- Scott H Young - https://www.scotthyoung.com/blog -

How to Make Deadlines Work Using Hofstadter’s Law

Hofstadter’s Law [1]: “It always takes longer than you expect, even when you take into account Hofstadter’s law.”

This little recursive nugget of wisdom can be stated simply as, “It always takes longer than you think.” That’s an unfortunate truth both in planning projects and setting goals for your life. When you don’t have all the information available, it becomes almost impossible to predict how long you will take to finish.

But how do you set deadlines when predicting the time you need is almost impossible? I don’t believe you should abandon deadlines entirely. Although some people work well without constraints on timing, I would say they are in the minority, not majority. I’ve already written about some of the benefits of using deadlines in this article. Now I’d like to tackle how to plan deadlines when timing is unknown.

Using Deadlines as a Creative Constraint

Coming up with ideas for articles is difficult. Not because I have too few ideas, but because I need to put each through a ruthless threshold of constraints before I start writing. I could come up with hundreds of article ideas and only have one or two that pass. Most creative people I know work the same way with an endless volume of ideas and a brutal filter to eliminate 99% of them.

Deadlines are a good aspect of that filter. They can cut off ideas that sound good but don’t fit into a practical timeline. Deadlines can be an extra layer to the filter you use to implement ideas.

Deadline Before Planning

The way to stop Hofstadter’s ever expanding project size is to set a firm deadline before you start planning how to do it. By deciding you want a certain outcome by a particular time, you immediately narrow down the base of ideas. Cutting out the frivolous and lengthy ideas.

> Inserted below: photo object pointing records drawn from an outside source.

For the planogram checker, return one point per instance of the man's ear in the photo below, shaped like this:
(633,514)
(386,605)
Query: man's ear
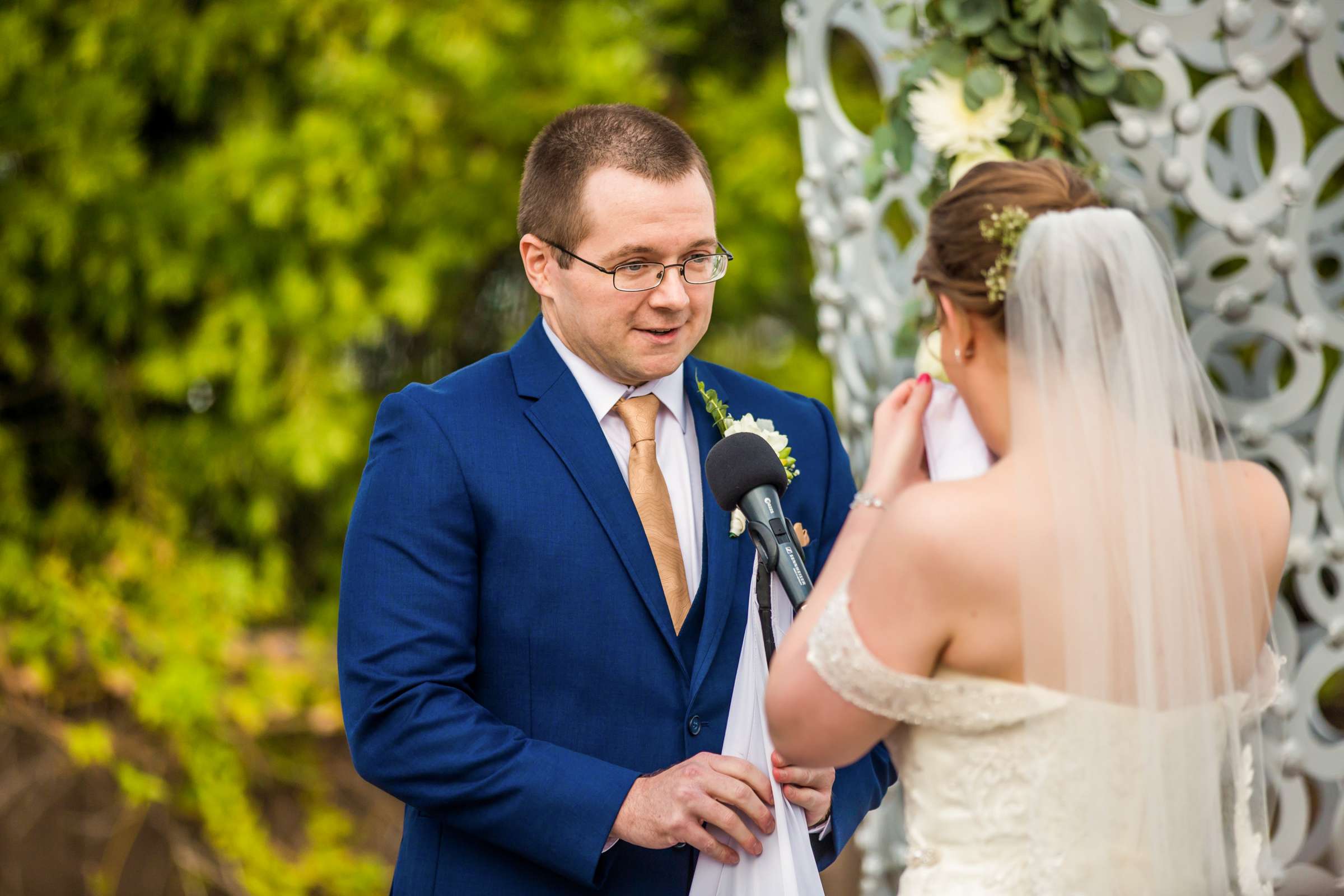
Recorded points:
(536,264)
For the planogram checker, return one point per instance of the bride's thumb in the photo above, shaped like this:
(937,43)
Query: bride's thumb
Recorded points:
(921,395)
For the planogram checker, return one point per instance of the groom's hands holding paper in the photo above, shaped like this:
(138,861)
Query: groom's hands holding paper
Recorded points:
(674,805)
(808,789)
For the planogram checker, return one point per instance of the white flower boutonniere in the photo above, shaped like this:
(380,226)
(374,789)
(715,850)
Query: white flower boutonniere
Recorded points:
(726,425)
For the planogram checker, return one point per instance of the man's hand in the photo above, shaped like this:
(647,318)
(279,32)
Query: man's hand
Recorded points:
(673,806)
(808,789)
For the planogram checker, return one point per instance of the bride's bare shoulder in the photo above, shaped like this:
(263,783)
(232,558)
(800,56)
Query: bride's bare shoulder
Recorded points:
(1265,508)
(955,528)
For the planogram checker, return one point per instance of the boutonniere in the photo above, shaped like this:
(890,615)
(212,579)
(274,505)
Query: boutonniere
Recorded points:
(726,425)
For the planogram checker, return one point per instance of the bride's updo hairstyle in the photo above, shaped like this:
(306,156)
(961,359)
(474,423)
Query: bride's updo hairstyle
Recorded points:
(959,254)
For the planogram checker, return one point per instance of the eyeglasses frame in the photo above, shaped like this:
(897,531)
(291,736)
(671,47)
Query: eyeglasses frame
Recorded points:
(724,250)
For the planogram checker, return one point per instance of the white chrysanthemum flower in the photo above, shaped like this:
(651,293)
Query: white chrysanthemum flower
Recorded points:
(763,428)
(738,524)
(968,160)
(945,125)
(929,358)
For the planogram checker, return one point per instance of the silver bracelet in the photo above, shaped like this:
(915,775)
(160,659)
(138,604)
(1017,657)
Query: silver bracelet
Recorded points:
(867,499)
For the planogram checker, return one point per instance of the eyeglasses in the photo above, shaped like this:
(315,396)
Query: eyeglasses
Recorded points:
(639,277)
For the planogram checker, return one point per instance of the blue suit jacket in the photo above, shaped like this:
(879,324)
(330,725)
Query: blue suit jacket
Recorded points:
(507,660)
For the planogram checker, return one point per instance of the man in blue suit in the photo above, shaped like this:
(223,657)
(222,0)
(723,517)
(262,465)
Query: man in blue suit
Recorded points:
(542,608)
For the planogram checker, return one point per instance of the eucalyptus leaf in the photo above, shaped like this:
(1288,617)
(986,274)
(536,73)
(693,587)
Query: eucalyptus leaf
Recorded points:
(949,57)
(976,18)
(1022,32)
(1093,58)
(1101,82)
(905,144)
(986,81)
(1049,32)
(1066,110)
(1074,31)
(1094,18)
(1020,130)
(1035,11)
(884,139)
(1000,43)
(1144,88)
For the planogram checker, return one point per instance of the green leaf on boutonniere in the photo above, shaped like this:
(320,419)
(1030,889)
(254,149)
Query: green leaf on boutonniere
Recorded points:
(1000,43)
(1101,82)
(718,410)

Whenever I start a big project that will take months, I start with the deadline. I set a firm six-month deadline for this software program, and I had less than a month when completing my e-book, How to Change a Habit [2]. Whenever you have considerable complexity in a project, a hard deadline focuses your ideas.

Look Out for the Impossible Deathmarch

But a hard deadline can quickly turn into a deathmarch. Where the work expected doesn’t fit into the small container set out by the deadline. Instead of just containing the project, the deadline strangles it.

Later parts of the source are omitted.